Tuesday, May 5, 2009

Legato Line


I love to listen to voices. When I was in my first opera La Boheme in 1976 with the Baltimore Opera company, I became fascinated by the art form. I was a sponge in those rehearsals, taking in how the director was directing people, what the singers were doing and how they were singing, watching how an opera was put together. Right after that experience, I began a serious study of opera singers and singing by checking out every recording I could find in our local library. By the time I was 14, I knew all of Enrico Caruso's recordings, I could name what year, the aria/composer, and with whom he was singing. Yes, I was a nerd. In fact, all these years later, if you put on a Caruso recording I could probably still do it, just like some kids can spout off baseball stats.

In listening to opera singers on recording, I found I liked the older singers, I was fascinated by their choices and phrasing, it seemed so different than the current styles in the early 1980s. The actual singing technique seemed complete. What was going on? Why did one singer breathe in one place and another singer make a different choice? Why was a particular phrase so different in another singer's hands? Just like anything else, styles and fads go in and out of style, opera has the same issues: specific endings to arias change, high note choices, etc. Very early opera recordings can be hard to listen to, most singers didn't record well, Caruso was one of the few who did. Famous soprano Nellie Melba sounds like a warbly bird, orchestras sound like a general, huge, woofy wall of sound. Most recordings have a lot of static-y background noise. I learned to tune out the other things and just listen to the voice.

Every human voice is different. With opera singing, no two voices are the same. Singers make choices in an aria for different reasons - to show off a particular technical prowess, an exceptional high note, the ability to go to pianissimo (very soft) on a dime, the way the words shape a musical phrase. And while I don't really listen to much opera anymore, I still have love and affection for it. The thing that draws me to great singing is legato line.

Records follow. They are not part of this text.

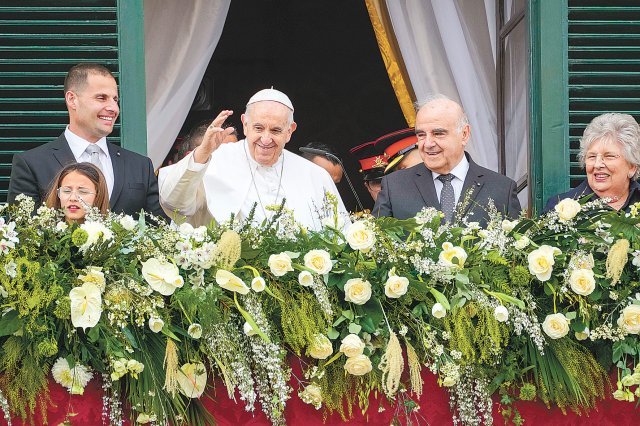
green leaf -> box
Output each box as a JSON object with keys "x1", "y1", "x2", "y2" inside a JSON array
[
  {"x1": 332, "y1": 316, "x2": 347, "y2": 327},
  {"x1": 327, "y1": 327, "x2": 340, "y2": 339},
  {"x1": 122, "y1": 327, "x2": 139, "y2": 350},
  {"x1": 348, "y1": 323, "x2": 362, "y2": 334},
  {"x1": 565, "y1": 311, "x2": 577, "y2": 321},
  {"x1": 342, "y1": 310, "x2": 355, "y2": 321},
  {"x1": 429, "y1": 287, "x2": 450, "y2": 310},
  {"x1": 360, "y1": 316, "x2": 376, "y2": 333},
  {"x1": 0, "y1": 310, "x2": 22, "y2": 337},
  {"x1": 87, "y1": 324, "x2": 100, "y2": 343},
  {"x1": 484, "y1": 290, "x2": 525, "y2": 309}
]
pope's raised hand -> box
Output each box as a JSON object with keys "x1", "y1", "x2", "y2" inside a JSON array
[{"x1": 193, "y1": 110, "x2": 236, "y2": 164}]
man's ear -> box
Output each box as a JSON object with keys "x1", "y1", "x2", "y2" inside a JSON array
[
  {"x1": 461, "y1": 124, "x2": 471, "y2": 146},
  {"x1": 65, "y1": 91, "x2": 77, "y2": 110}
]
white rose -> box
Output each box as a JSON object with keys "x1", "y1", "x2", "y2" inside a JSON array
[
  {"x1": 575, "y1": 327, "x2": 590, "y2": 341},
  {"x1": 268, "y1": 253, "x2": 294, "y2": 277},
  {"x1": 528, "y1": 245, "x2": 559, "y2": 282},
  {"x1": 442, "y1": 376, "x2": 457, "y2": 387},
  {"x1": 339, "y1": 334, "x2": 366, "y2": 358},
  {"x1": 438, "y1": 242, "x2": 467, "y2": 269},
  {"x1": 345, "y1": 221, "x2": 375, "y2": 252},
  {"x1": 298, "y1": 270, "x2": 314, "y2": 287},
  {"x1": 542, "y1": 313, "x2": 570, "y2": 339},
  {"x1": 618, "y1": 305, "x2": 640, "y2": 334},
  {"x1": 308, "y1": 334, "x2": 333, "y2": 360},
  {"x1": 251, "y1": 276, "x2": 266, "y2": 292},
  {"x1": 215, "y1": 269, "x2": 249, "y2": 295},
  {"x1": 494, "y1": 305, "x2": 509, "y2": 322},
  {"x1": 300, "y1": 383, "x2": 323, "y2": 409},
  {"x1": 384, "y1": 275, "x2": 409, "y2": 299},
  {"x1": 344, "y1": 278, "x2": 372, "y2": 305},
  {"x1": 514, "y1": 235, "x2": 530, "y2": 250},
  {"x1": 80, "y1": 221, "x2": 114, "y2": 250},
  {"x1": 501, "y1": 219, "x2": 518, "y2": 233},
  {"x1": 344, "y1": 354, "x2": 373, "y2": 376},
  {"x1": 432, "y1": 302, "x2": 447, "y2": 319},
  {"x1": 555, "y1": 198, "x2": 581, "y2": 221},
  {"x1": 304, "y1": 250, "x2": 332, "y2": 275},
  {"x1": 243, "y1": 321, "x2": 257, "y2": 336},
  {"x1": 192, "y1": 226, "x2": 207, "y2": 242},
  {"x1": 178, "y1": 222, "x2": 194, "y2": 237},
  {"x1": 136, "y1": 413, "x2": 151, "y2": 424},
  {"x1": 188, "y1": 323, "x2": 202, "y2": 339},
  {"x1": 119, "y1": 215, "x2": 136, "y2": 231},
  {"x1": 148, "y1": 316, "x2": 164, "y2": 333},
  {"x1": 141, "y1": 258, "x2": 184, "y2": 296},
  {"x1": 569, "y1": 268, "x2": 596, "y2": 296},
  {"x1": 69, "y1": 282, "x2": 102, "y2": 330}
]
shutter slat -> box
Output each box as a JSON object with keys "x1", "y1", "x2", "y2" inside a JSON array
[{"x1": 0, "y1": 0, "x2": 120, "y2": 203}]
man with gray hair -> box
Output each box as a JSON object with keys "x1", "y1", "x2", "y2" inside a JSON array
[
  {"x1": 373, "y1": 94, "x2": 520, "y2": 226},
  {"x1": 158, "y1": 89, "x2": 348, "y2": 229}
]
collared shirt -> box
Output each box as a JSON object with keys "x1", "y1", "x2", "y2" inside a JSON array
[
  {"x1": 432, "y1": 155, "x2": 470, "y2": 204},
  {"x1": 65, "y1": 126, "x2": 115, "y2": 196}
]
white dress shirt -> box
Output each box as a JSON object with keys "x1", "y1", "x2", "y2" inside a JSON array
[
  {"x1": 432, "y1": 155, "x2": 470, "y2": 205},
  {"x1": 65, "y1": 126, "x2": 115, "y2": 196}
]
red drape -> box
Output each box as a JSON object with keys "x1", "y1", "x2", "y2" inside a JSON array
[{"x1": 2, "y1": 369, "x2": 639, "y2": 425}]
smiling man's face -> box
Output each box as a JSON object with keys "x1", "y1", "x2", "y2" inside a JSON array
[
  {"x1": 66, "y1": 73, "x2": 119, "y2": 143},
  {"x1": 242, "y1": 101, "x2": 296, "y2": 166},
  {"x1": 415, "y1": 99, "x2": 469, "y2": 175}
]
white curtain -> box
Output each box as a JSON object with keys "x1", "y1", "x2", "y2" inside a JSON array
[
  {"x1": 385, "y1": 0, "x2": 498, "y2": 171},
  {"x1": 144, "y1": 0, "x2": 231, "y2": 168}
]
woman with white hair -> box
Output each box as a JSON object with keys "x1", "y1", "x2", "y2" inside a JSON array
[{"x1": 545, "y1": 112, "x2": 640, "y2": 212}]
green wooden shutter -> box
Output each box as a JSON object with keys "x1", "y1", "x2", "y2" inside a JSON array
[
  {"x1": 568, "y1": 0, "x2": 640, "y2": 187},
  {"x1": 0, "y1": 0, "x2": 120, "y2": 202}
]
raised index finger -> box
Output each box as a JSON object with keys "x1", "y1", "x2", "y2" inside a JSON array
[{"x1": 210, "y1": 110, "x2": 233, "y2": 128}]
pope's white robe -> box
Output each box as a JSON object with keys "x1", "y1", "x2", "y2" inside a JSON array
[{"x1": 158, "y1": 139, "x2": 349, "y2": 230}]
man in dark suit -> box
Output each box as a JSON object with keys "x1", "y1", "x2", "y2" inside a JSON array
[
  {"x1": 373, "y1": 95, "x2": 520, "y2": 226},
  {"x1": 8, "y1": 63, "x2": 166, "y2": 219}
]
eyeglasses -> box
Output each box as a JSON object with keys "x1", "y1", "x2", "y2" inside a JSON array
[
  {"x1": 584, "y1": 153, "x2": 621, "y2": 165},
  {"x1": 57, "y1": 187, "x2": 95, "y2": 200}
]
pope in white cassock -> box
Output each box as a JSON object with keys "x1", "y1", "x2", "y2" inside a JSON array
[{"x1": 158, "y1": 89, "x2": 349, "y2": 230}]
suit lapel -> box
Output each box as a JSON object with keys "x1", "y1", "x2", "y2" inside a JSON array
[
  {"x1": 413, "y1": 163, "x2": 439, "y2": 208},
  {"x1": 50, "y1": 134, "x2": 77, "y2": 167},
  {"x1": 459, "y1": 155, "x2": 485, "y2": 217},
  {"x1": 107, "y1": 142, "x2": 124, "y2": 205}
]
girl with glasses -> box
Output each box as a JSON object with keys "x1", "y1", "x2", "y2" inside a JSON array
[{"x1": 44, "y1": 162, "x2": 109, "y2": 223}]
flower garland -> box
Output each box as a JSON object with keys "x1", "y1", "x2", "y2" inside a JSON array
[{"x1": 0, "y1": 194, "x2": 639, "y2": 425}]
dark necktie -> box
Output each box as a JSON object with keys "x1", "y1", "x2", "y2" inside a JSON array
[{"x1": 438, "y1": 173, "x2": 455, "y2": 222}]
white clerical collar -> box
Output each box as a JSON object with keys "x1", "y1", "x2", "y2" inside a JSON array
[
  {"x1": 432, "y1": 154, "x2": 469, "y2": 182},
  {"x1": 243, "y1": 139, "x2": 284, "y2": 171},
  {"x1": 65, "y1": 126, "x2": 110, "y2": 160}
]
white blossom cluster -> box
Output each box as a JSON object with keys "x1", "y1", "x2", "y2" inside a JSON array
[
  {"x1": 509, "y1": 291, "x2": 546, "y2": 354},
  {"x1": 0, "y1": 388, "x2": 11, "y2": 426},
  {"x1": 205, "y1": 321, "x2": 257, "y2": 411},
  {"x1": 243, "y1": 294, "x2": 291, "y2": 425},
  {"x1": 310, "y1": 275, "x2": 334, "y2": 317},
  {"x1": 101, "y1": 374, "x2": 123, "y2": 426},
  {"x1": 450, "y1": 367, "x2": 492, "y2": 426},
  {"x1": 589, "y1": 322, "x2": 626, "y2": 342},
  {"x1": 0, "y1": 217, "x2": 18, "y2": 255}
]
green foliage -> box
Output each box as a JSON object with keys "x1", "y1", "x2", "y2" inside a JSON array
[
  {"x1": 445, "y1": 303, "x2": 509, "y2": 365},
  {"x1": 525, "y1": 338, "x2": 609, "y2": 412},
  {"x1": 278, "y1": 289, "x2": 328, "y2": 355}
]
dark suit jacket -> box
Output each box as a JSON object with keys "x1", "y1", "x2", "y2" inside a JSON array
[
  {"x1": 373, "y1": 154, "x2": 521, "y2": 226},
  {"x1": 7, "y1": 133, "x2": 168, "y2": 220},
  {"x1": 543, "y1": 179, "x2": 640, "y2": 213}
]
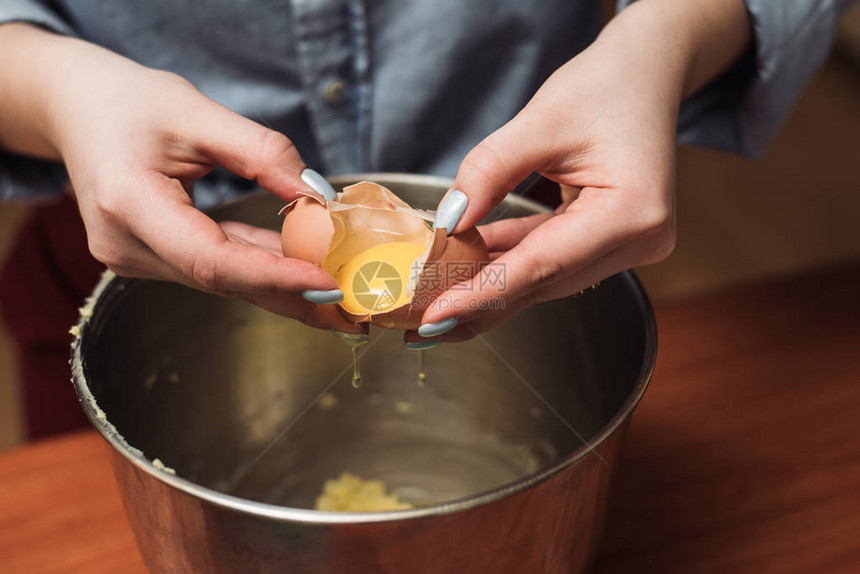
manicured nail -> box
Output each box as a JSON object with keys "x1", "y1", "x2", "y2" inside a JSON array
[
  {"x1": 302, "y1": 289, "x2": 343, "y2": 304},
  {"x1": 329, "y1": 329, "x2": 368, "y2": 347},
  {"x1": 405, "y1": 341, "x2": 443, "y2": 351},
  {"x1": 433, "y1": 190, "x2": 468, "y2": 236},
  {"x1": 301, "y1": 168, "x2": 337, "y2": 200},
  {"x1": 418, "y1": 317, "x2": 459, "y2": 338}
]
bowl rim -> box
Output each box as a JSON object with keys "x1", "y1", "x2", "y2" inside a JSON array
[{"x1": 70, "y1": 172, "x2": 657, "y2": 525}]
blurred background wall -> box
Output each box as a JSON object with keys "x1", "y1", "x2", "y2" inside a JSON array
[
  {"x1": 639, "y1": 4, "x2": 860, "y2": 298},
  {"x1": 1, "y1": 4, "x2": 859, "y2": 449}
]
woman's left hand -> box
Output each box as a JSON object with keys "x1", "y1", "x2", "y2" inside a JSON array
[{"x1": 407, "y1": 0, "x2": 751, "y2": 343}]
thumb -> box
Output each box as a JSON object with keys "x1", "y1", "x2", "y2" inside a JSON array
[
  {"x1": 436, "y1": 117, "x2": 550, "y2": 234},
  {"x1": 189, "y1": 101, "x2": 336, "y2": 202}
]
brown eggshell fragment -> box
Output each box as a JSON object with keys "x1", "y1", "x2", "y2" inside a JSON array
[{"x1": 280, "y1": 193, "x2": 334, "y2": 266}]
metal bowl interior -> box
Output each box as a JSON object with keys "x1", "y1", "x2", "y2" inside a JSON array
[{"x1": 72, "y1": 173, "x2": 656, "y2": 523}]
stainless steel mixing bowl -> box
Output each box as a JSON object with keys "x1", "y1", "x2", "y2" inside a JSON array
[{"x1": 71, "y1": 173, "x2": 656, "y2": 573}]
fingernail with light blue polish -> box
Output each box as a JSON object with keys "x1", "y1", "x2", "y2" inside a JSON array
[
  {"x1": 301, "y1": 168, "x2": 337, "y2": 200},
  {"x1": 302, "y1": 289, "x2": 343, "y2": 304},
  {"x1": 405, "y1": 341, "x2": 443, "y2": 351},
  {"x1": 433, "y1": 190, "x2": 468, "y2": 236},
  {"x1": 418, "y1": 317, "x2": 459, "y2": 338}
]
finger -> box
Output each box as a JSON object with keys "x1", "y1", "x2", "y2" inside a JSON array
[
  {"x1": 516, "y1": 251, "x2": 625, "y2": 304},
  {"x1": 219, "y1": 221, "x2": 284, "y2": 256},
  {"x1": 478, "y1": 212, "x2": 553, "y2": 253},
  {"x1": 404, "y1": 295, "x2": 532, "y2": 344},
  {"x1": 437, "y1": 116, "x2": 553, "y2": 235},
  {"x1": 83, "y1": 220, "x2": 189, "y2": 283},
  {"x1": 244, "y1": 293, "x2": 363, "y2": 332},
  {"x1": 186, "y1": 101, "x2": 336, "y2": 202},
  {"x1": 104, "y1": 237, "x2": 357, "y2": 331},
  {"x1": 405, "y1": 246, "x2": 633, "y2": 344},
  {"x1": 420, "y1": 189, "x2": 665, "y2": 327},
  {"x1": 104, "y1": 245, "x2": 187, "y2": 283},
  {"x1": 129, "y1": 174, "x2": 340, "y2": 296},
  {"x1": 523, "y1": 234, "x2": 671, "y2": 304},
  {"x1": 109, "y1": 228, "x2": 358, "y2": 330}
]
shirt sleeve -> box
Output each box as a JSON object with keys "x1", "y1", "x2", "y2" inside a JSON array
[
  {"x1": 617, "y1": 0, "x2": 852, "y2": 158},
  {"x1": 0, "y1": 0, "x2": 76, "y2": 200}
]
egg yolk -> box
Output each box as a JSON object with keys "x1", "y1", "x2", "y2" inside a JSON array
[{"x1": 337, "y1": 241, "x2": 427, "y2": 315}]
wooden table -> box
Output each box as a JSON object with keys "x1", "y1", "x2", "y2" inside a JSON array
[{"x1": 2, "y1": 263, "x2": 860, "y2": 573}]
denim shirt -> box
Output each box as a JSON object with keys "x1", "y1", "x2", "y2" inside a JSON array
[{"x1": 0, "y1": 0, "x2": 851, "y2": 207}]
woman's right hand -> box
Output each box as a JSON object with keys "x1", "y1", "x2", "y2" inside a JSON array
[{"x1": 0, "y1": 24, "x2": 358, "y2": 331}]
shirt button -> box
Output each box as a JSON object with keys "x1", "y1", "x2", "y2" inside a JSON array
[{"x1": 324, "y1": 79, "x2": 348, "y2": 104}]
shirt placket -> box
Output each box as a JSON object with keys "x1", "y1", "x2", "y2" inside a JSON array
[{"x1": 291, "y1": 0, "x2": 371, "y2": 174}]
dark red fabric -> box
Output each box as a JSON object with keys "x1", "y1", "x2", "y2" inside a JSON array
[{"x1": 0, "y1": 196, "x2": 103, "y2": 440}]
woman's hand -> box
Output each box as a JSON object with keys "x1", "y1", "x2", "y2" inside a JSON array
[
  {"x1": 0, "y1": 24, "x2": 357, "y2": 331},
  {"x1": 408, "y1": 0, "x2": 752, "y2": 344}
]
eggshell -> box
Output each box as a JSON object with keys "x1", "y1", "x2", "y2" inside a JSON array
[
  {"x1": 280, "y1": 181, "x2": 489, "y2": 330},
  {"x1": 280, "y1": 192, "x2": 334, "y2": 266},
  {"x1": 338, "y1": 181, "x2": 413, "y2": 210}
]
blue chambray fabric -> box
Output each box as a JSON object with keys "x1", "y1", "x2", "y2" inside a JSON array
[{"x1": 0, "y1": 0, "x2": 849, "y2": 204}]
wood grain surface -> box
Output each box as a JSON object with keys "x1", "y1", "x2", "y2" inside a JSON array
[
  {"x1": 1, "y1": 262, "x2": 859, "y2": 573},
  {"x1": 0, "y1": 430, "x2": 146, "y2": 573}
]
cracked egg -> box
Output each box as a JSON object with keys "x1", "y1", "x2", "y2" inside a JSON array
[{"x1": 281, "y1": 181, "x2": 489, "y2": 329}]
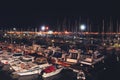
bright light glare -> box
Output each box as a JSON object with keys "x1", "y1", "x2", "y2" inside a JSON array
[
  {"x1": 46, "y1": 27, "x2": 49, "y2": 30},
  {"x1": 48, "y1": 30, "x2": 53, "y2": 34},
  {"x1": 41, "y1": 26, "x2": 45, "y2": 31},
  {"x1": 23, "y1": 34, "x2": 26, "y2": 36},
  {"x1": 4, "y1": 33, "x2": 7, "y2": 36},
  {"x1": 64, "y1": 31, "x2": 68, "y2": 34},
  {"x1": 80, "y1": 25, "x2": 86, "y2": 31},
  {"x1": 13, "y1": 28, "x2": 16, "y2": 31}
]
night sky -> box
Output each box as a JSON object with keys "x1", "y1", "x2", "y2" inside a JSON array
[{"x1": 0, "y1": 1, "x2": 119, "y2": 32}]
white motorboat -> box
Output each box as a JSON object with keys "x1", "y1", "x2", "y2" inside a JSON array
[
  {"x1": 12, "y1": 52, "x2": 23, "y2": 59},
  {"x1": 80, "y1": 56, "x2": 104, "y2": 66},
  {"x1": 41, "y1": 65, "x2": 63, "y2": 78},
  {"x1": 80, "y1": 50, "x2": 104, "y2": 66},
  {"x1": 12, "y1": 65, "x2": 41, "y2": 76},
  {"x1": 10, "y1": 55, "x2": 51, "y2": 76},
  {"x1": 20, "y1": 55, "x2": 34, "y2": 62},
  {"x1": 11, "y1": 62, "x2": 51, "y2": 76}
]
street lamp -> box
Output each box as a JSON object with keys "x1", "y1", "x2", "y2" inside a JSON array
[
  {"x1": 80, "y1": 24, "x2": 86, "y2": 31},
  {"x1": 46, "y1": 27, "x2": 49, "y2": 30},
  {"x1": 4, "y1": 33, "x2": 7, "y2": 36},
  {"x1": 13, "y1": 28, "x2": 16, "y2": 31},
  {"x1": 80, "y1": 24, "x2": 86, "y2": 38},
  {"x1": 41, "y1": 26, "x2": 45, "y2": 31},
  {"x1": 48, "y1": 30, "x2": 53, "y2": 34}
]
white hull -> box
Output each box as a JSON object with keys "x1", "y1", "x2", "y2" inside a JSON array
[
  {"x1": 13, "y1": 68, "x2": 41, "y2": 76},
  {"x1": 12, "y1": 63, "x2": 51, "y2": 76},
  {"x1": 80, "y1": 56, "x2": 104, "y2": 65},
  {"x1": 42, "y1": 68, "x2": 63, "y2": 78}
]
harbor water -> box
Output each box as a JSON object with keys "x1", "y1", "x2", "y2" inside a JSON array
[{"x1": 0, "y1": 61, "x2": 120, "y2": 80}]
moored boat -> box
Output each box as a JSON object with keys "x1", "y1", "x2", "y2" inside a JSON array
[{"x1": 41, "y1": 65, "x2": 63, "y2": 78}]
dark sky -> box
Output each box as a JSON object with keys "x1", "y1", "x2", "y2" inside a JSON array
[{"x1": 0, "y1": 1, "x2": 119, "y2": 31}]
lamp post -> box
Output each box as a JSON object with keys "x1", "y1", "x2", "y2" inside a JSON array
[
  {"x1": 80, "y1": 24, "x2": 86, "y2": 31},
  {"x1": 79, "y1": 24, "x2": 86, "y2": 37},
  {"x1": 41, "y1": 26, "x2": 45, "y2": 31}
]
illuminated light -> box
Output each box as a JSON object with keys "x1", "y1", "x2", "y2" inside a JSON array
[
  {"x1": 80, "y1": 24, "x2": 86, "y2": 31},
  {"x1": 4, "y1": 33, "x2": 7, "y2": 36},
  {"x1": 48, "y1": 30, "x2": 53, "y2": 34},
  {"x1": 37, "y1": 32, "x2": 42, "y2": 35},
  {"x1": 85, "y1": 32, "x2": 89, "y2": 34},
  {"x1": 13, "y1": 28, "x2": 16, "y2": 31},
  {"x1": 23, "y1": 34, "x2": 26, "y2": 36},
  {"x1": 54, "y1": 31, "x2": 58, "y2": 34},
  {"x1": 52, "y1": 39, "x2": 55, "y2": 42},
  {"x1": 8, "y1": 31, "x2": 14, "y2": 34},
  {"x1": 16, "y1": 32, "x2": 21, "y2": 34},
  {"x1": 64, "y1": 31, "x2": 68, "y2": 34},
  {"x1": 46, "y1": 27, "x2": 49, "y2": 30},
  {"x1": 27, "y1": 34, "x2": 30, "y2": 36},
  {"x1": 41, "y1": 26, "x2": 45, "y2": 31}
]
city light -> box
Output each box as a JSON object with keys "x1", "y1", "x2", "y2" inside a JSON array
[
  {"x1": 4, "y1": 33, "x2": 7, "y2": 36},
  {"x1": 80, "y1": 24, "x2": 86, "y2": 31},
  {"x1": 64, "y1": 31, "x2": 69, "y2": 34},
  {"x1": 46, "y1": 26, "x2": 49, "y2": 30},
  {"x1": 41, "y1": 26, "x2": 45, "y2": 31},
  {"x1": 13, "y1": 28, "x2": 16, "y2": 31},
  {"x1": 48, "y1": 30, "x2": 53, "y2": 34}
]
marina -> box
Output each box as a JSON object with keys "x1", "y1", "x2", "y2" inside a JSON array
[
  {"x1": 0, "y1": 33, "x2": 120, "y2": 80},
  {"x1": 0, "y1": 1, "x2": 119, "y2": 80}
]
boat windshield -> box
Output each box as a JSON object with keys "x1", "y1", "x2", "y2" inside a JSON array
[
  {"x1": 53, "y1": 52, "x2": 62, "y2": 58},
  {"x1": 13, "y1": 53, "x2": 22, "y2": 56}
]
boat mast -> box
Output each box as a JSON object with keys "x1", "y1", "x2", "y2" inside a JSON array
[
  {"x1": 75, "y1": 19, "x2": 77, "y2": 33},
  {"x1": 110, "y1": 17, "x2": 112, "y2": 39},
  {"x1": 119, "y1": 23, "x2": 120, "y2": 34},
  {"x1": 117, "y1": 19, "x2": 119, "y2": 34},
  {"x1": 87, "y1": 17, "x2": 89, "y2": 39},
  {"x1": 62, "y1": 17, "x2": 66, "y2": 31},
  {"x1": 89, "y1": 23, "x2": 91, "y2": 34},
  {"x1": 102, "y1": 19, "x2": 105, "y2": 41},
  {"x1": 68, "y1": 19, "x2": 71, "y2": 32},
  {"x1": 78, "y1": 16, "x2": 81, "y2": 32},
  {"x1": 87, "y1": 17, "x2": 89, "y2": 32},
  {"x1": 57, "y1": 19, "x2": 60, "y2": 32}
]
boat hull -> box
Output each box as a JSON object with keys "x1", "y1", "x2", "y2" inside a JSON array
[{"x1": 42, "y1": 68, "x2": 63, "y2": 78}]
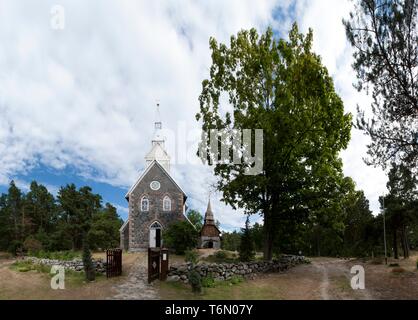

The dictionary describes legato as "smooth and connected; without breaks between the successive tones." A classically trained singer knows legato line as singing from vowel to vowel, not having consonants break up the intention of the phrase. This is very tough to do and can take a lot of work. It is particularly hard for American singers, our language is filled with dipthdongs and I wouldn't describe it as musical. Legato line tends to be easier for Italian, Spanish, Swedish singers, singers who began with an open-voweled language. I remember chuckling to myself in Italy as I listened to people in the market place, their language is musical, they sing from word to word as they speak.

And this brings me to today's listening example. Ezio Pinza (1892-1957), there he is pictured at the top of the blog, back in the good old days when opera singers smoked. He was a bass with a gorgeous voice, he was matinee-idol handsome, and he handled his singing career with great wisdom for the long haul. Reknowned for his roles as Don Giovanni and Mephistopheles, he spent 22 seasons with the Metropolitan Opera. When he retired from the opera stage, he went to Broadway and created the role of Emile DeBeque in South Pacific, receiving a tony for his portrayal and setting the standard interpretation for the song "Some Enchanted Evening." I like things that are unusual and quirky in singing, so I was delighted to find him singing "Bali Ha'i" tacked on to the end of the cast album . Emile doesn't sing this in the show, this is Bloody Mary's big number. Whether Pinza did this to sell more albums or for some radio show there it is, a brilliant legato line saved for posterity. With the first few notes he sings, you know he's not American, his vowels are amazing and even, not a dipthdong to be heard. It is gorgeous singing and is a clear example of how legato line works. Enjoy!
http://www.youtube.com/watch?v=PG2UpNuTN6g

1 comment:

  1. Like what you said about legato.

    I was listening to various online versions of "Core n'grato" and was blown away by Giuseppe di Stefano's legato during a live performance with an unidentified Asian orchestra.

    His legato was so seamless it was astounding. None of the other big name tenors could match him on that particular song.